We are deeply attached to some special people around us: our parents, friends, children, and partners in romantic love. This is among the most important and most valuable aspects of our lives. Being part of these relationships, and constantly getting involved more, and deeper, is one of the greatest (and perhaps most characteristically human) goods we can achieve.

At the same time, these relationships are also disturbingly at risk: any moment, we might be rejected; our dearest might have to leave us; or they might die. And what was of so much value to us - deeply affectionate, determinedly sustained, fiercely defended and at every possible occasion tenderly expressed - breaks away, ceases to exist (except in memories).

(Even if the other person is still there, that doesn't change much, for the value is in the relationship, in the participation of all those involved, and this is what has been destroyed.)
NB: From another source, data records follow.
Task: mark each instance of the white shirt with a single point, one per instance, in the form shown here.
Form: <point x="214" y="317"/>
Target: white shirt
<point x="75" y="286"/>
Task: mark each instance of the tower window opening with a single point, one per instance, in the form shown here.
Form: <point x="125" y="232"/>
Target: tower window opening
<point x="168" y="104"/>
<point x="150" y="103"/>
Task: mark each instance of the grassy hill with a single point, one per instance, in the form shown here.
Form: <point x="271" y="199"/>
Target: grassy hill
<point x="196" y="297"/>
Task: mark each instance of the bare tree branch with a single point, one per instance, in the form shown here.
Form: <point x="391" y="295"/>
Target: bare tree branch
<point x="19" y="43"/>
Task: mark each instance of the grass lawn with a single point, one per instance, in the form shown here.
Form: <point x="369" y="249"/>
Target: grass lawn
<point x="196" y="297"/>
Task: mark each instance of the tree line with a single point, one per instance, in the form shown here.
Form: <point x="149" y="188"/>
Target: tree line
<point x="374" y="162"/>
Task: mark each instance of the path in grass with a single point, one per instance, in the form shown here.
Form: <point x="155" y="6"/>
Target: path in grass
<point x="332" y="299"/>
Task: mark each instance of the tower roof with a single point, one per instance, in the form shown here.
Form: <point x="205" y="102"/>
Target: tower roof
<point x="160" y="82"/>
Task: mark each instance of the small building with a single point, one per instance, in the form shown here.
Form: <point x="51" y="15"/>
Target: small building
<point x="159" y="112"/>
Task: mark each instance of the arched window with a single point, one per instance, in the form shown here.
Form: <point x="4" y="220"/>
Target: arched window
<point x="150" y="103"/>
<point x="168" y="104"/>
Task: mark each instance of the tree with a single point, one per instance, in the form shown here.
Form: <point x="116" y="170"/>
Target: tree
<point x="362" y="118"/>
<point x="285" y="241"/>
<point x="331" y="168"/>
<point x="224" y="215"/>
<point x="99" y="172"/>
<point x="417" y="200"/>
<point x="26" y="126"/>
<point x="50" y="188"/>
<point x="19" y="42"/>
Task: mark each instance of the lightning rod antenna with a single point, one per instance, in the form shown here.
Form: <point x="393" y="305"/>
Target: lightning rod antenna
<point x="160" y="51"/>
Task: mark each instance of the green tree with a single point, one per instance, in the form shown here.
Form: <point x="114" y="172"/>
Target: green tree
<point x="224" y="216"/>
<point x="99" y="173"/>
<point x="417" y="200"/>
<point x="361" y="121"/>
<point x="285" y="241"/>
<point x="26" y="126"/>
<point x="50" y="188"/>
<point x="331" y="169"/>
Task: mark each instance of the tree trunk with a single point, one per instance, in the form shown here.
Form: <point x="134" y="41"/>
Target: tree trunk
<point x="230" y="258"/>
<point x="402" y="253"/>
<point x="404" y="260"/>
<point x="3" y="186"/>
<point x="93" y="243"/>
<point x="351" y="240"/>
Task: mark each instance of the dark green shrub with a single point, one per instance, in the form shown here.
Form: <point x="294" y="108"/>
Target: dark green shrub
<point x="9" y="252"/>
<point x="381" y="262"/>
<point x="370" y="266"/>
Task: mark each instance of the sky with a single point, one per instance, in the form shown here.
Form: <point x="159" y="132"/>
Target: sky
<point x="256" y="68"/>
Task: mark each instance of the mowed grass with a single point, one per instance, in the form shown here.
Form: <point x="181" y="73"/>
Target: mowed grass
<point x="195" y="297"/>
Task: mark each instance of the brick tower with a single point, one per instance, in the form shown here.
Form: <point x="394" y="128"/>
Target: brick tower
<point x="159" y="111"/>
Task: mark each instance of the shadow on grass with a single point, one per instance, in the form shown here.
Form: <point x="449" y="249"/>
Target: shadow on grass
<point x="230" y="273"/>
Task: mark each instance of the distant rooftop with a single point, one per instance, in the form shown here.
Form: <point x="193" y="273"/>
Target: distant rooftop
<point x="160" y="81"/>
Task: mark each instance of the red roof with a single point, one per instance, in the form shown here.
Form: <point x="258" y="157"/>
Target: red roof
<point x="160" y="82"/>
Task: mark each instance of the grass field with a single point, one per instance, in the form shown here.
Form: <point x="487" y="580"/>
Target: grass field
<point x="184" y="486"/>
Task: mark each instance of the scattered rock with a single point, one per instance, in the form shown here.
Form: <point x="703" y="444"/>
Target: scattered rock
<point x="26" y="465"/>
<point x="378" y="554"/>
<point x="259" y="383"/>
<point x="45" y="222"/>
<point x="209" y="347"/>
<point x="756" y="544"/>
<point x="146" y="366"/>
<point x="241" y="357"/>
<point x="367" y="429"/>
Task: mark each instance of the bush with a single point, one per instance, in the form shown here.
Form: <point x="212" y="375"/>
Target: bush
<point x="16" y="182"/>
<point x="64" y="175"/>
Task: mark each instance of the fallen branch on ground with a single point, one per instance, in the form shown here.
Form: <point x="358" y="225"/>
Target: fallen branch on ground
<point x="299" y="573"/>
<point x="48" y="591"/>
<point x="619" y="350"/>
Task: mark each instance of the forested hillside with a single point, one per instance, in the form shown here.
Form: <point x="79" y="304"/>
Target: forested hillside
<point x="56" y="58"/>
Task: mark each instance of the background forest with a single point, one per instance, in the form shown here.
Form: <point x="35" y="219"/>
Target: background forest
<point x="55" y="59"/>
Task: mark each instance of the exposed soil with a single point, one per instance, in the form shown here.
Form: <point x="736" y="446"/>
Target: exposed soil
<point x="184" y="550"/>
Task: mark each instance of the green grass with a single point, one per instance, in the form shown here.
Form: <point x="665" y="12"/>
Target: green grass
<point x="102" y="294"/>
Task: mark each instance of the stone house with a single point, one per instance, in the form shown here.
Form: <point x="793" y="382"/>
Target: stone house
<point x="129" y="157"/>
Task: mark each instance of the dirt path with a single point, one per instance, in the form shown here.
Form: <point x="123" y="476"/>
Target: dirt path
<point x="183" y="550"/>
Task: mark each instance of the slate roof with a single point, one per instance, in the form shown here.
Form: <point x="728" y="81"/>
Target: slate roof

If we try to ignore that risk, we will be devastated by false emotions: some of the most powerful of them all are generated if we let ourselves be caught in this trap, both while the relationships still last (such as jealousy) and after they have ended (like distress). One way to make sure we are not taken by surprise is to systematically prepare: regularly contemplating the possibility, for each of our relationships, that it will end one day (a day which might be near already, for all we know).

Preparing ourselves, however, does not mean, and must not mean, attempting to secure us against the risk. This won't be successful at all - invariably it will only destroy the value in the relationship (and with it all the true love and affection which we brought into it). That value depends on our uncompromising stance. Avoiding the risk is as wrong as ignoring it: we would end up with a safe, but weak and shallow caricature of the real thing. We must be careful, then, not to drive our preparations in the wrong direction: yes, we acknowledge and make it clear to ourselves that all of our relationships must end, and that we can never know when and how that will happen; we open our eyes to that risk; but that insight must not prevent us even for a single moment from forming and intensifying attachments to those we love, to seek friends, to keep alive those connections we treasure. We mustn't shrink from bringing all our energy into them - but we mustn't close our eyes either to their inevitable ending. Take care.